ちいさく鳴く鳥の声で、どうやら朝が来たのだということがわかる。
うまく眠れないのでむくりとベッドから這い出した。雨の日は気圧が低くて、とてもだるい。かなわない恋に思いを巡らしたりして、暗澹たる気持ちで一日中、布団の中でうとうとしていたから、夜になっても一向に睡魔がこなかったのだ。
まぶたをこすり、昨日いれておいたハーブティーを飲む。だしっぱなしのまま、椅子にかけていた薄手のコートを羽織る。
すこしだけ、昨日より軽やかな気持ちで外へ出る。

土砂降りの次の日の、朝が好き。

今までのあらゆることが全部流されて、まっさらの新しい日々が始まるような気がするから。土砂降りの次の日は、きれいに晴れる。
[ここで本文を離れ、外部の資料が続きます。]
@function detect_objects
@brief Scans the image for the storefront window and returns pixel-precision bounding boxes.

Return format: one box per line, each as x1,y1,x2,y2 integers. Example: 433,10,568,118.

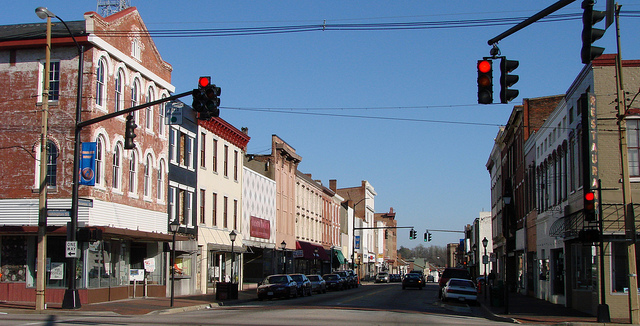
571,244,594,290
46,236,70,288
174,256,192,278
85,240,129,288
1,236,28,282
613,242,640,293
水溜りにほのあおい日光が反射して、むこうかわから紫色の空が色づいていく。
わたしの頭を悩ませていたさまざまな出来事が、いっしょにとろけていく気がする。

少し歩くとそこに着く。
駆け足で屋上にのぼる。

はやく、なによりはやく、きれいな空気で肺をいっぱいにしたかった。
自分の心の中をぜんぶ洗い上げてしまいたかった。
がちゃりと重たい鉄のドアを開けると、期待通り、空いっぱいの薄紫、桃色の雲、白い月。なのにわたしのまなざしは、その手前でぴたりと止まってしまう。ゆらゆらと揺れる白いシャツ。さらさら流れる、パープルの毛先。


「やあ」

わたしが声を出すより先に、彼はこちらを振り向いた。逆光で、表情が見えない。黒く塗り潰されたように顔が見えない。わたしの胸はなぜか不思議にどぎまぎする。

「ムル?」

「うん」

思わず駆け寄る。
もう朝の空気など、どうでもよかった。まずは顔が見たかった。彼の顔が。
横に並ぶと、ゆっくりと見えるようになる。いつもどおり。細められたエメラルドブルーの目も、すっとうつくしい鼻も、きゅっと閉じた薄い唇も、いつもどおりのムルだった。

「どうしたの?」

「不思議な顔をしてるね」ムルはおかしそうにわたしの頬を撫でた。そしてすぐに、目線を空へと戻してしまう。
不思議な顔?それをいうならあなたの方よ、と出かかった言葉をグッと飲み込む。こわくてこわくて、飲み込む。

「厄災をね、見送ってたんだ」

ああやっぱり、この人にはあの月しか見えていない。
だからわたしには顔が見えない。見せてくれない。本当のムルの、優しい顔、苦しい顔、困った顔、ぜんぶぜんぶおあずけだ。わたしなんかには、決して見せない。

「いってしまうね、おれの愛しいひとが」

そうつぶやく横顔は、この世のものとは思えないほど美しくて、切なくて、苦しそうだった。ほらね、月に向ける顔は、こんなに豊かで正しいのに、わたしには見えないの。ゆらゆらとシャツが揺れて、わたしの手の甲にあたる。こんなに近くにいるのに、こんなに、誰より近くにいるのに、とどかない。
わたしは何も言えないままで、黙り込んでいる。

夢を見るのは、とてつもなく都合がいい。
ムルはいつも理詰めで話すから、厳格なリアリストに見えるけれど、本当はだれよりもロマンチストだ。だって、今ここにいないものを愛して、求めて、まぼろしをおいかけ続けるの。ムルは、彼はきっと”愛すること”自体がとても好きなのだ。裏切られない、たったひとつのじぶんの愛をもとめつづけているのだ。
昨日までのさまざまな悩み事は、ゆっくり消えていったのだとそう思っていたのに、心のなかに薄暗い感情がくるくると渦巻いた。この人のせい、ぜんぶぜんぶ、このひとのせい。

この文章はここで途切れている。